Nicolas Sarkozy and Angela Merkel, hitched in tandem leading France and Germany, met in Frankfort yesterday, on the margins of a farewell ceremony for outgoing European Central Bank ECB president Jean Claude Trichet.
France wants the EFSF to be able to refinance directly with the ECB. But the bank and Germany are against that.
Analyst Vivien Pertusot, with the Brussels-based Institut Français de Relations Internationales, said: “In the current crisis the two countries are very close, though perhaps by common interest rather than ideology or to reinvigorate the couple. But we hear talk more and more of ‘Merkozy’, for a fairly simple reason: the increasing incidence of almost bilateral summits between France and Germany, to make the European Union dynamic again.”
Liberal-democrat MEP Alexander Graf Lambsdorff said that the Franco-German drive shaft is clearly getting more thrust out of Berlin because it packs more economic punch: “I believe that with this crisis it has become even clearer how Germany’s economic reforms of the past 10, 15, 20 years have reinforced its economic leadership. The consequence is a more pronounced lack of symmetry, at least economically, between the two countries. Politically, in foreign policy it is very obvious that the stronger actor is France, as Libya shows.”

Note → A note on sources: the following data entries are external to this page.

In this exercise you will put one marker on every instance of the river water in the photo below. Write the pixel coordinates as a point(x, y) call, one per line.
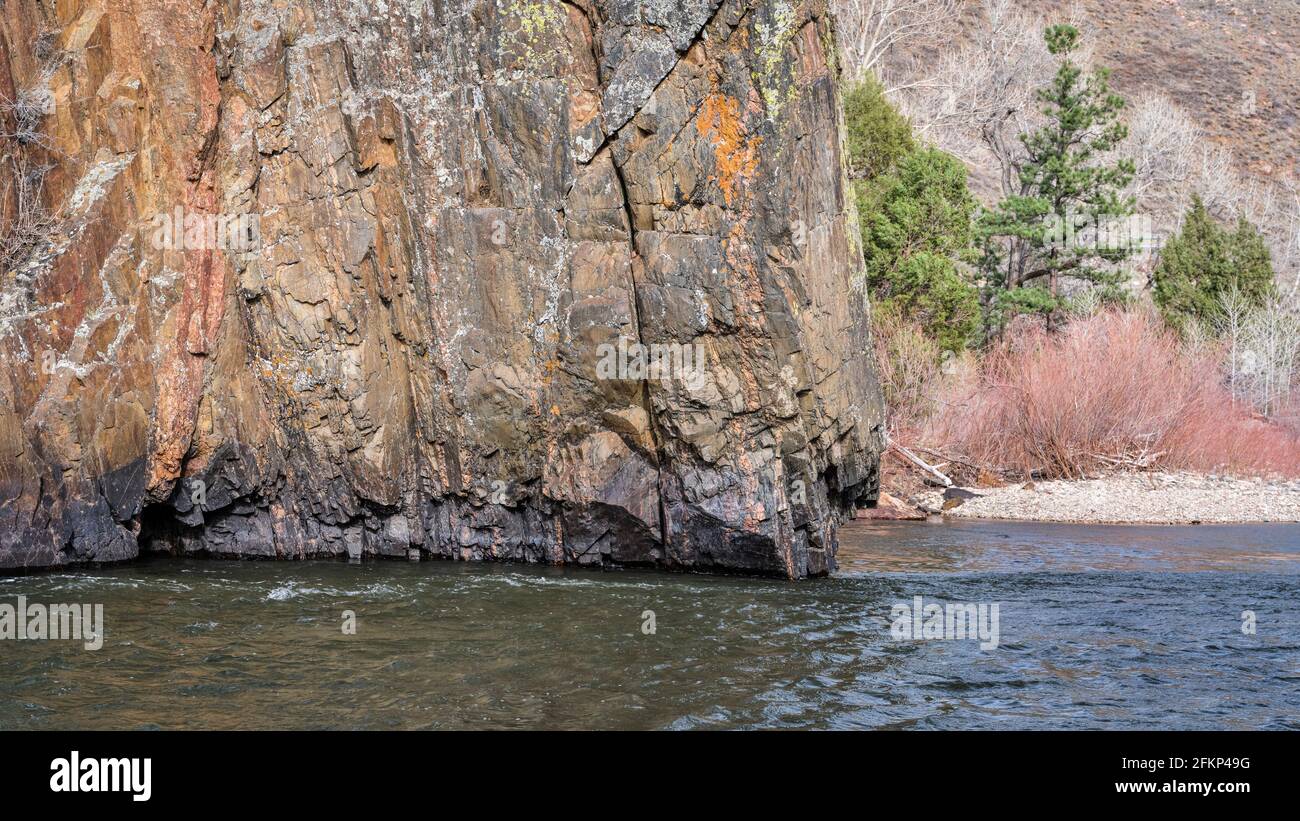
point(1099, 626)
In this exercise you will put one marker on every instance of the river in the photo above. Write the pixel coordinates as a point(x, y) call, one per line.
point(1099, 626)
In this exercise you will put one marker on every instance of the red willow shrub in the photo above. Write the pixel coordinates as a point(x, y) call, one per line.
point(1110, 391)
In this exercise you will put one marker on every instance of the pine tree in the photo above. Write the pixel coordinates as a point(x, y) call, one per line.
point(1066, 182)
point(915, 226)
point(1204, 263)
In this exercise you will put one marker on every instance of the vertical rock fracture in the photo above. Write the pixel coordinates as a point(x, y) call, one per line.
point(488, 279)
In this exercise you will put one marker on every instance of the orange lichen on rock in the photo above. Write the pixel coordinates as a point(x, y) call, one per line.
point(735, 155)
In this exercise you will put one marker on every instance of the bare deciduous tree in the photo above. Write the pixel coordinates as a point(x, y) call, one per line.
point(871, 29)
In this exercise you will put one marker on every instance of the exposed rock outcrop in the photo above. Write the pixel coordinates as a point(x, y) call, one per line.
point(518, 279)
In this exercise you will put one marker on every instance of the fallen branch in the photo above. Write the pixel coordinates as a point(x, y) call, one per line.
point(915, 460)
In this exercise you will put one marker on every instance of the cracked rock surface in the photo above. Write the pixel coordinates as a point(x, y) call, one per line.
point(462, 208)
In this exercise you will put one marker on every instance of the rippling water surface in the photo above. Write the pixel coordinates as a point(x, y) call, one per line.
point(1100, 628)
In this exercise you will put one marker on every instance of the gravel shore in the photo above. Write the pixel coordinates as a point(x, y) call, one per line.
point(1151, 498)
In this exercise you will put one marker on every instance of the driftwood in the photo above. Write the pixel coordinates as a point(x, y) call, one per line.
point(915, 460)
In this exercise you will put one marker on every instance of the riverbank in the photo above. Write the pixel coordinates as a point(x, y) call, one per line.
point(1130, 498)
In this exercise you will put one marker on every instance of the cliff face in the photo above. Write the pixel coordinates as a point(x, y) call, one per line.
point(520, 279)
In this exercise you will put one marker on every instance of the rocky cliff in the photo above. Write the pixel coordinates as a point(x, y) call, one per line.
point(520, 279)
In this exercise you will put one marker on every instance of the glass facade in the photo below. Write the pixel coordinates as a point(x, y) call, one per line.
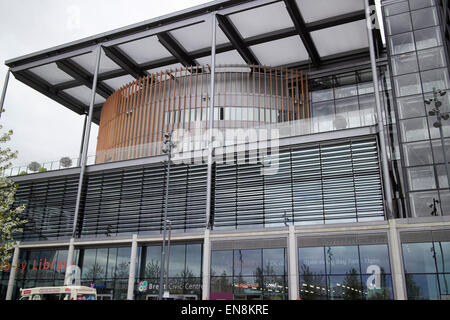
point(418, 63)
point(185, 271)
point(252, 274)
point(345, 273)
point(427, 270)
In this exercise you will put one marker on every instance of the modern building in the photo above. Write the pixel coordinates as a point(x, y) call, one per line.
point(325, 176)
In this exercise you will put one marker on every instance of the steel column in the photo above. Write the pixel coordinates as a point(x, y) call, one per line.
point(206, 275)
point(12, 275)
point(206, 281)
point(69, 259)
point(5, 87)
point(384, 159)
point(86, 141)
point(132, 272)
point(395, 252)
point(211, 120)
point(293, 264)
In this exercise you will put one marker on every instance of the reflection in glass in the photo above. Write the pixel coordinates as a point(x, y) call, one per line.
point(342, 260)
point(418, 153)
point(374, 255)
point(407, 85)
point(221, 284)
point(414, 129)
point(273, 261)
point(419, 257)
point(311, 261)
point(431, 58)
point(427, 38)
point(424, 18)
point(405, 63)
point(399, 23)
point(152, 261)
point(422, 287)
point(411, 107)
point(193, 260)
point(348, 287)
point(402, 43)
point(420, 203)
point(313, 287)
point(222, 263)
point(377, 289)
point(177, 260)
point(421, 178)
point(88, 268)
point(434, 79)
point(247, 262)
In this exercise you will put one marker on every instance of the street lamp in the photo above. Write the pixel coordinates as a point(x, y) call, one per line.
point(168, 145)
point(438, 124)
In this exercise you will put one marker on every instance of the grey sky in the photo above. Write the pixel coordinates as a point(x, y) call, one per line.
point(43, 129)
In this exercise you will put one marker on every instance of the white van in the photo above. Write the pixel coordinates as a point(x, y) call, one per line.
point(59, 293)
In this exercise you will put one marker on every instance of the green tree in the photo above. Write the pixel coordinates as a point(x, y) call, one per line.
point(10, 219)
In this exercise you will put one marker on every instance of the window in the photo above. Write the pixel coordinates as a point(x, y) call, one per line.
point(403, 43)
point(399, 23)
point(427, 38)
point(405, 63)
point(425, 270)
point(418, 153)
point(257, 273)
point(421, 201)
point(418, 4)
point(414, 129)
point(345, 272)
point(434, 79)
point(396, 8)
point(421, 178)
point(407, 85)
point(431, 58)
point(411, 107)
point(424, 18)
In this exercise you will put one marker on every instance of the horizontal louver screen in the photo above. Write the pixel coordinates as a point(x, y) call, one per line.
point(132, 201)
point(318, 184)
point(50, 208)
point(333, 182)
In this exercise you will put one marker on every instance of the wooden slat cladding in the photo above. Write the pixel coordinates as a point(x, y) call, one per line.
point(136, 116)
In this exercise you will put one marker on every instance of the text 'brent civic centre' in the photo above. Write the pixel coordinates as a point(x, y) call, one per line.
point(308, 155)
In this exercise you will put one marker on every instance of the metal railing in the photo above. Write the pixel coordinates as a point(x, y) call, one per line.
point(195, 139)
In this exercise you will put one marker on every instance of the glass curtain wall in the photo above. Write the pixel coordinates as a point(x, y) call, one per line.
point(427, 270)
point(253, 274)
point(185, 272)
point(417, 54)
point(360, 272)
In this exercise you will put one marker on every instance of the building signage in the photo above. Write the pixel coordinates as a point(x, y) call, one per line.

Green party MEP Pascal Canfin felt that Berlin and Paris on their own cannot save the EU’s future: “I think that the political responsibilities that are in place today put national political agendas first. They make their choice according to national situations more than in the general European interest or according to a shared vision of Europe.”

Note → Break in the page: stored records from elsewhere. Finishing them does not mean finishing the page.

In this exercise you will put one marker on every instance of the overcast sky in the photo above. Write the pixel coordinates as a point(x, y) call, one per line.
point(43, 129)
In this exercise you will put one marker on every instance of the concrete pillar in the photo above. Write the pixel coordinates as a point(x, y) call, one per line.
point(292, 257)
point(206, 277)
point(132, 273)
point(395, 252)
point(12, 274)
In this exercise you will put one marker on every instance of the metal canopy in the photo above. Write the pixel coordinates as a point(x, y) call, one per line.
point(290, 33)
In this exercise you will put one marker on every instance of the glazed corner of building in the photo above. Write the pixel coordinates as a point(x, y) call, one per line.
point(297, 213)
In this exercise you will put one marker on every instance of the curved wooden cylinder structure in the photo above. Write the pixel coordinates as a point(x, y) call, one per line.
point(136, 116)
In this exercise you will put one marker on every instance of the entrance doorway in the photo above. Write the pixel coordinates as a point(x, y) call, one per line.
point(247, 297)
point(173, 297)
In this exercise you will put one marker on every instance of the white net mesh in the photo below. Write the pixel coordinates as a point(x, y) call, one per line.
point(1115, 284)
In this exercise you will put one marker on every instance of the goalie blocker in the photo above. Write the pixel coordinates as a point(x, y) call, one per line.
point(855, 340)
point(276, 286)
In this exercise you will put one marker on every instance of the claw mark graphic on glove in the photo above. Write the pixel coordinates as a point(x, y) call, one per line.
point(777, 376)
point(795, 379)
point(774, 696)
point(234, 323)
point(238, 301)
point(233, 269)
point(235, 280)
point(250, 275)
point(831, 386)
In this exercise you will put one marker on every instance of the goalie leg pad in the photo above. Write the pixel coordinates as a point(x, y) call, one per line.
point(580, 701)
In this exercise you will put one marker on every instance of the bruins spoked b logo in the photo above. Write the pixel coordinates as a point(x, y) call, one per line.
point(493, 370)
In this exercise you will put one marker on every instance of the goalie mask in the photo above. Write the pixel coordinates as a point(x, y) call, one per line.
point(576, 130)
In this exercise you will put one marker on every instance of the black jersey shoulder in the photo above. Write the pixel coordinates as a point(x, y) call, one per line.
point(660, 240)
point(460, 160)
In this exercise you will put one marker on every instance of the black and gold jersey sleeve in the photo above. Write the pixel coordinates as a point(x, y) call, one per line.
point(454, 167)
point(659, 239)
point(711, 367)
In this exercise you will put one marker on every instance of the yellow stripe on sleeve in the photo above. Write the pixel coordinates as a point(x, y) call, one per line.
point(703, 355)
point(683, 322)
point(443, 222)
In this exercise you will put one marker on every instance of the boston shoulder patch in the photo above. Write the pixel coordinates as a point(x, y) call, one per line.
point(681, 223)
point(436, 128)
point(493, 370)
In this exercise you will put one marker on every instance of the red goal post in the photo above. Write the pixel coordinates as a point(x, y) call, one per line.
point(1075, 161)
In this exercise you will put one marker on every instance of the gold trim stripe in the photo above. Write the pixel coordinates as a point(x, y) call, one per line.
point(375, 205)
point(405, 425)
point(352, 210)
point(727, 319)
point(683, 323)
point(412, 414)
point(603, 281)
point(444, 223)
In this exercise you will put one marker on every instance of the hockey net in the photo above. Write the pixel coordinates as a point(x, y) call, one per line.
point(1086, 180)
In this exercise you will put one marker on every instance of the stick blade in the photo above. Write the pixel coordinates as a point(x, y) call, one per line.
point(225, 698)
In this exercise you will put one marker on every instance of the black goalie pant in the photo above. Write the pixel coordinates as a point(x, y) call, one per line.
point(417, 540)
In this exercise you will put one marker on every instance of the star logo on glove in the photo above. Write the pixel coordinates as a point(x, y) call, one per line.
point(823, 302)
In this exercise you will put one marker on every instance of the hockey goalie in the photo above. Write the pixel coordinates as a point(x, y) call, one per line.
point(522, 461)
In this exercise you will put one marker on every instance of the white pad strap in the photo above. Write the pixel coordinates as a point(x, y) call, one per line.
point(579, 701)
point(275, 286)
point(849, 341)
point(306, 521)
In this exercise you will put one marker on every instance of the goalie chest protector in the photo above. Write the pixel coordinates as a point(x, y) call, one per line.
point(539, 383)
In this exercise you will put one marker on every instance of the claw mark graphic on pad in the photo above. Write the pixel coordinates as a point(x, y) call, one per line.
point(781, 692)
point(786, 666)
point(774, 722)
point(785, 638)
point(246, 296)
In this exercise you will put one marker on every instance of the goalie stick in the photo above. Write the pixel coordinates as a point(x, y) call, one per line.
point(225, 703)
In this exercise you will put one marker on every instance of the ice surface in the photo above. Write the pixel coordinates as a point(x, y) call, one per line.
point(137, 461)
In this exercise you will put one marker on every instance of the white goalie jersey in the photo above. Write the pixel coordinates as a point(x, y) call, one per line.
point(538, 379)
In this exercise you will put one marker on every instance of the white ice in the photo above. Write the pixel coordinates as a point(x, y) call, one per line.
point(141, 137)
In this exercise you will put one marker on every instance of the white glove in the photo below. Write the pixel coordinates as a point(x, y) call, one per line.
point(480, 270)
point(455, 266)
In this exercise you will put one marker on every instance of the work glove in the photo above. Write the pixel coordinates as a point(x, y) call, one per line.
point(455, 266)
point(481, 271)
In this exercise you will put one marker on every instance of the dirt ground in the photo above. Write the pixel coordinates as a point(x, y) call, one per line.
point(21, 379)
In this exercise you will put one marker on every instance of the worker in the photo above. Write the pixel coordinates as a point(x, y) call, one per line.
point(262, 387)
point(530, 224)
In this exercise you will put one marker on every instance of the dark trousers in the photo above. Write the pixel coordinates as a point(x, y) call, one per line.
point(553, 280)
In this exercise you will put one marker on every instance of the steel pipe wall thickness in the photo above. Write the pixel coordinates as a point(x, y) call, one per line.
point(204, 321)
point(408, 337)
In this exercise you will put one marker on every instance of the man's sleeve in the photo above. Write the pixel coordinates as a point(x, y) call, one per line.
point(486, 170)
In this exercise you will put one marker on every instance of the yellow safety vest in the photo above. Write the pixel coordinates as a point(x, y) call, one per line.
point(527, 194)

European People’s Party MEP Jean-Paul Gauzès said that in the meantime, however, pragmatism is the guiding rule: “France and Germany have to be the driving force. Of course, it has to be done considerately, with tact, so other countries are not offended, but objectivity requires us to admit that the ideas are coming out of France and Germany today. It’s a question of making the others accept the ideas.”